I was never the tantrum-thrower. I was the oldest of six and felt like my job was the peacekeeper, breaking up fights and negotiating conflicts. I want to say it was my 13th birthday because I felt like it was a milestone, but memory is unreliable and kids feel like every birthday is a milestone. But, because I was so quiet and reserved, I won’t ever forget breaking down at the lack of birthday festivities on my behalf. So, I was a child throwing a tantrum. It began as a conversation but then I was sent to my room when the conversation made me dissolve into tears. I felt unloved. I felt deserving of a celebration and crushed that my parents did not seem to agree. I felt marginalized, like everyone else got to be the focus of attention on their special days but when it was my turn, the whole system collapsed. And I also felt catharsis as I screamed and cried in my bed, punching and kicking the wall, making myself as much of a disturbance as I could manage. At one point, my parents yelled at me and told me it was enough but I didn’t stop until I was too tired to continue.

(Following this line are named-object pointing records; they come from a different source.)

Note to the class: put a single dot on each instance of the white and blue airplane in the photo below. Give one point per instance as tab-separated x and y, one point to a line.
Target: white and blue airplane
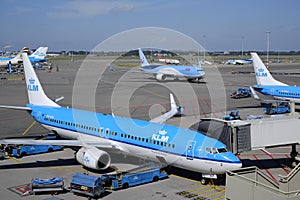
17	60
239	61
161	72
97	134
267	85
36	57
39	55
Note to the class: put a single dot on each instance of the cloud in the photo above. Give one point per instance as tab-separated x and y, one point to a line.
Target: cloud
91	8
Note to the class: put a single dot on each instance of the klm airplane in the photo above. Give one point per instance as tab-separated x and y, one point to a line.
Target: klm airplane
267	85
17	60
39	55
98	134
161	72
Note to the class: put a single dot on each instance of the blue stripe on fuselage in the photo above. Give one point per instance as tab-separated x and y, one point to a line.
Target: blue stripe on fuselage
184	70
279	91
132	131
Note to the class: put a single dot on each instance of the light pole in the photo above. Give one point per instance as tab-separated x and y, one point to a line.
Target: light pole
268	45
243	46
204	41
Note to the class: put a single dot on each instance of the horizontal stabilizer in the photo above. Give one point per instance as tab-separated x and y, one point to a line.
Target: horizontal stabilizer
15	107
254	94
163	118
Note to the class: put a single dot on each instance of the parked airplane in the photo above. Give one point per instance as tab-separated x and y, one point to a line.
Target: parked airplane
167	61
39	55
13	61
267	85
97	133
161	72
239	61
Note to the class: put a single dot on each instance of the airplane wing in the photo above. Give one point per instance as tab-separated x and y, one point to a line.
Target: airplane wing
255	95
15	107
163	118
61	143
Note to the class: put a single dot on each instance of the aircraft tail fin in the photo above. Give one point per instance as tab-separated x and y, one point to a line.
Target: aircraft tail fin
34	88
40	53
262	74
143	59
158	56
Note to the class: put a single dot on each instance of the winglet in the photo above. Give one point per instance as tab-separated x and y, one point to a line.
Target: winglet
143	59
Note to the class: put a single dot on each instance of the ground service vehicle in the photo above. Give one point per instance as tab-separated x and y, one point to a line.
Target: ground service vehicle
53	185
233	115
23	150
241	93
91	186
277	108
144	174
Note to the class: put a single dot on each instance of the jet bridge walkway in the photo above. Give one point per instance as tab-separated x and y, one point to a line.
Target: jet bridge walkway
253	184
245	135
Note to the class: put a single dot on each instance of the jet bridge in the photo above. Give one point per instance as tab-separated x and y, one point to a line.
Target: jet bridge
253	184
234	134
240	136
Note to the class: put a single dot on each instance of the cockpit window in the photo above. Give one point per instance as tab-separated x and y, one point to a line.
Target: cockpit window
222	150
215	150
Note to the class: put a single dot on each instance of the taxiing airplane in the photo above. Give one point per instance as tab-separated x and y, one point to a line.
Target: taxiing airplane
161	72
17	60
267	85
239	61
167	61
97	134
39	55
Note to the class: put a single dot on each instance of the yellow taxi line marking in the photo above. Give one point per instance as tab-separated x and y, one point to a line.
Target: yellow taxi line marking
206	191
184	178
15	160
221	197
26	131
214	194
200	188
155	94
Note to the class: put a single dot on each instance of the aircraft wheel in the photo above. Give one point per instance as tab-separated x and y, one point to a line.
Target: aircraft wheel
155	178
125	186
203	181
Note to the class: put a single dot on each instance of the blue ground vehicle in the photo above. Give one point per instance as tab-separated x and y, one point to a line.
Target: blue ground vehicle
53	185
24	150
91	186
277	108
241	93
144	174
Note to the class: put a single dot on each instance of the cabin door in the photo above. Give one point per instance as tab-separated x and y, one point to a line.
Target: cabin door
190	149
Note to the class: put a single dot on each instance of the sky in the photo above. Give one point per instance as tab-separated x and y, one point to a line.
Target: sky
218	25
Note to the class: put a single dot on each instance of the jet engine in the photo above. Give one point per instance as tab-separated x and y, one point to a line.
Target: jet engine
93	158
160	77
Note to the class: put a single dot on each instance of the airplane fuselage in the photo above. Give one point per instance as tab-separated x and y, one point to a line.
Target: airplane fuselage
175	71
173	145
280	92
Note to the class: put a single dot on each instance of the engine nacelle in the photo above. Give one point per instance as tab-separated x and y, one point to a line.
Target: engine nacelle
93	158
160	77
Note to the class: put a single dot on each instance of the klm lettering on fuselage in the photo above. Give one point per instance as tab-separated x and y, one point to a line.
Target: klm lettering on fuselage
161	136
260	73
31	86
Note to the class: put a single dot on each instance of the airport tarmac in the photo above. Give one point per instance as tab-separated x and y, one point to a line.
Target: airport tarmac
209	98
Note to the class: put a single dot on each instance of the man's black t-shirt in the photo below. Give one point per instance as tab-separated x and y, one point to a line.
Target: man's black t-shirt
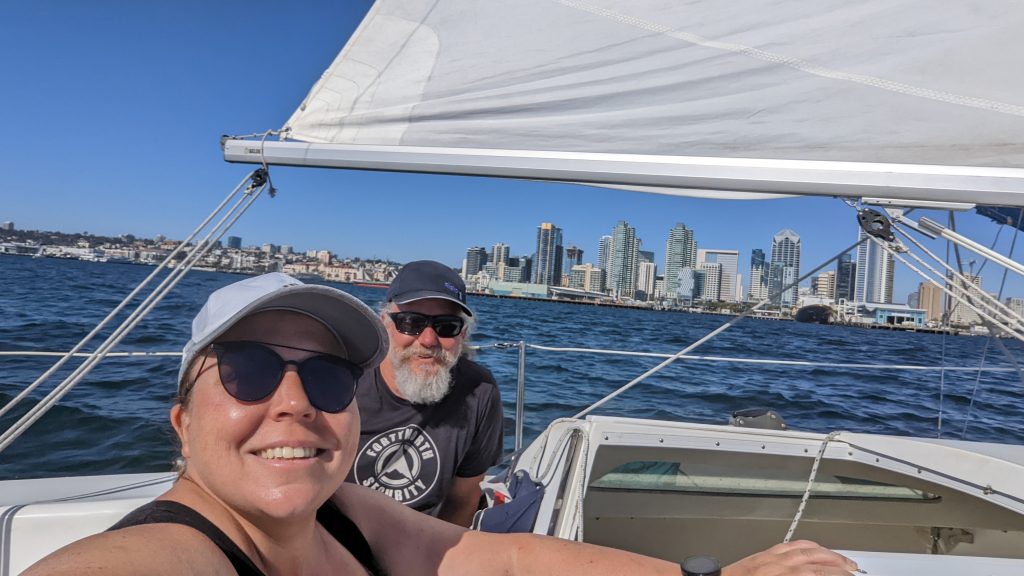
413	452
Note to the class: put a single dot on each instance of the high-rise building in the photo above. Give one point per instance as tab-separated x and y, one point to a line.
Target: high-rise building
518	269
604	253
690	285
930	299
960	313
875	273
729	260
623	266
712	287
587	277
759	276
500	253
680	252
912	300
548	259
646	274
846	278
823	285
476	258
573	256
1016	305
784	268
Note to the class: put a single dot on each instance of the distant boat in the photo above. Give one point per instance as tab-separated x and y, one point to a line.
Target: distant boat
815	314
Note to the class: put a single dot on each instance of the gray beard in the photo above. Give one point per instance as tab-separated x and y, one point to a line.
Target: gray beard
419	387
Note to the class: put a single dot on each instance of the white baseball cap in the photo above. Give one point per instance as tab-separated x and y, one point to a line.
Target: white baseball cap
358	330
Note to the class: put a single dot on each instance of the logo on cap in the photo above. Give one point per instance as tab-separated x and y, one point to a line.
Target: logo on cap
454	290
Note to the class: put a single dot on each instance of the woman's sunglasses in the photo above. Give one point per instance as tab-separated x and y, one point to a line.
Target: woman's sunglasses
252	371
414	323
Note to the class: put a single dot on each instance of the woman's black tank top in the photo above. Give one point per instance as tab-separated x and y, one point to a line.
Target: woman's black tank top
332	519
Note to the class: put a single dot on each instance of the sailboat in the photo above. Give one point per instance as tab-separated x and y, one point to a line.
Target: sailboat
881	103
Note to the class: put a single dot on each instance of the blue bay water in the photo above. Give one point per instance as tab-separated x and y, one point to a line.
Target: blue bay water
117	419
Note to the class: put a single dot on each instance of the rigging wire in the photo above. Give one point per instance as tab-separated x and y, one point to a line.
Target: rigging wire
986	302
977	380
942	358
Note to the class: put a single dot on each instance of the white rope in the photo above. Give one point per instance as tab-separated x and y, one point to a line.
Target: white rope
152	300
993	303
87	354
981	313
810	484
810	364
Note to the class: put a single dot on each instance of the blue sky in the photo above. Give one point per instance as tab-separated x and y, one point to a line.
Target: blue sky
112	114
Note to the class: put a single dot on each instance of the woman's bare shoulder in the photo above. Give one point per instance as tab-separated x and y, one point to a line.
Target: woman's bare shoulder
151	548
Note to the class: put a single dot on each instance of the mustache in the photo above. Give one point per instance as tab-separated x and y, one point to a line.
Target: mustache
437	354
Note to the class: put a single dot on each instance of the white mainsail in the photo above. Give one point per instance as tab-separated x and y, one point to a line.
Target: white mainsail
836	97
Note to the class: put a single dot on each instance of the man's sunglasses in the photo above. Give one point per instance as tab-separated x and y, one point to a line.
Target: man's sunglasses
252	371
414	323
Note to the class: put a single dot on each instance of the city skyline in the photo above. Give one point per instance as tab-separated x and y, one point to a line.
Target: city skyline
135	151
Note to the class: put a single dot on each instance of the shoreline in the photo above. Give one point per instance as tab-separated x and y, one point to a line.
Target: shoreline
595	303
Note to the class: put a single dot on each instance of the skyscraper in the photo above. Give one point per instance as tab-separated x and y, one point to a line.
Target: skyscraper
823	285
500	253
498	260
726	282
476	257
875	273
846	278
646	275
784	266
548	260
623	265
680	252
759	276
604	253
712	288
573	255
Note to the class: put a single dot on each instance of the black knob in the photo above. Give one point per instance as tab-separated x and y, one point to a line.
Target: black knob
701	566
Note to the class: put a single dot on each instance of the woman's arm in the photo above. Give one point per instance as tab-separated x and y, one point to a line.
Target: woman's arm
409	542
154	548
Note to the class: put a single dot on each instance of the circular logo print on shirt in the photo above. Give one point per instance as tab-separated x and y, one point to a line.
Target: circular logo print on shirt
399	462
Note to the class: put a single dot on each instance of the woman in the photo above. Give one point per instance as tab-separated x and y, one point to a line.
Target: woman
268	430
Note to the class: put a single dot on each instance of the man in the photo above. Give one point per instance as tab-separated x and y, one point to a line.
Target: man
431	418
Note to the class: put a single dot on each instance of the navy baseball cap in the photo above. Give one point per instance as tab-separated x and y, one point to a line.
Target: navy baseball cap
427	279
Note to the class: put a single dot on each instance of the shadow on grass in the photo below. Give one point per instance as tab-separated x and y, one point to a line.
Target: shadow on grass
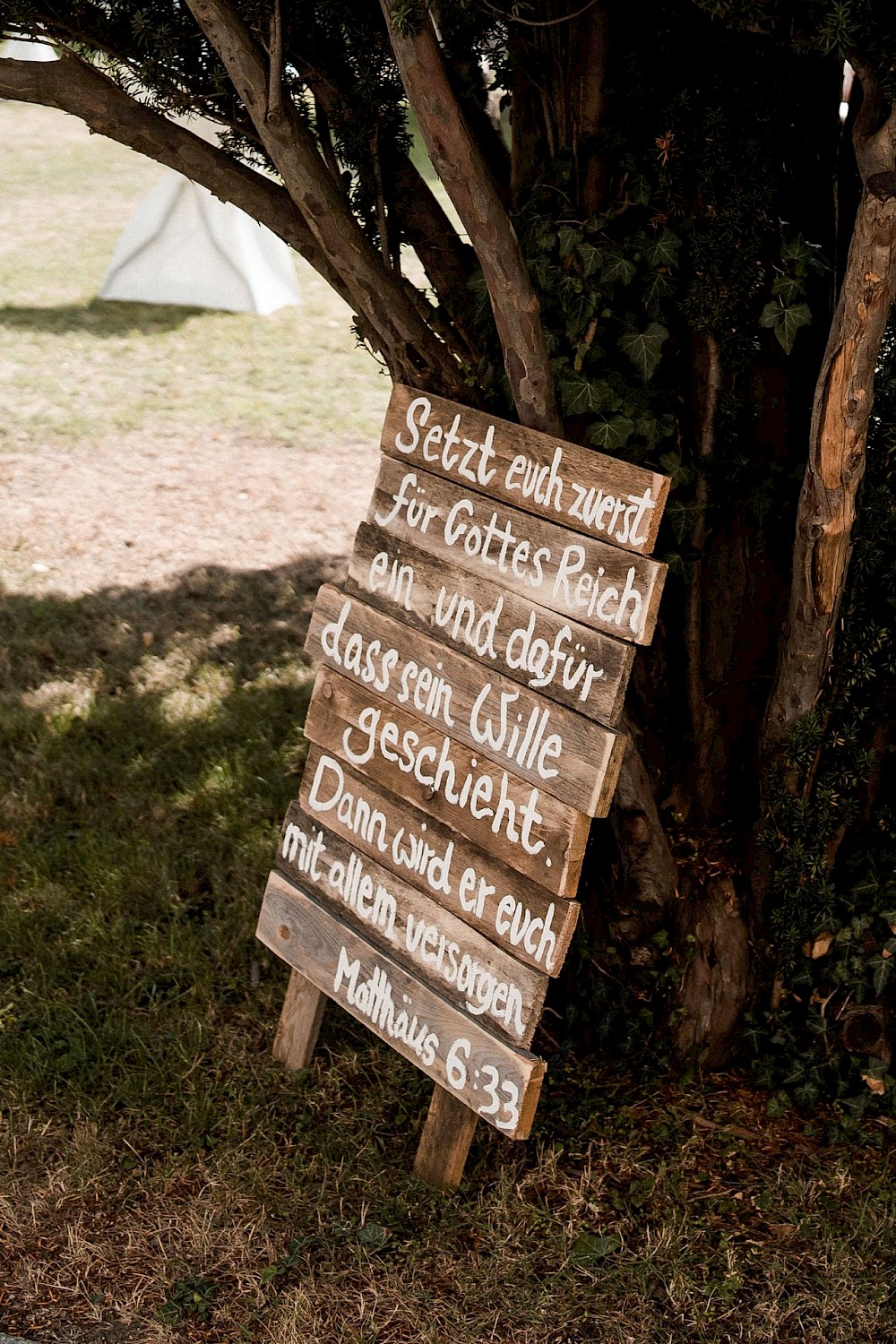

I dream about that level of unleashed expression, especially in times of intense despair.
Category: (1994–1997) middle school
*seventh grade spirit week
in seventh grade, we had a school spirit week with themed days and everyone in the school would come dressed appropriately to the theme. one of the days was “clash day” and you had to come to school in clothes that clashed. i don’t remember the exact outfit but i remember i’d combined purple and green, two colors i thought inherently clashed. during school, one teacher said to me, “i thought you’d have trouble with this one.” her tone was endeared, like she was amused or thought it was cute, but i never understood what she meant by that.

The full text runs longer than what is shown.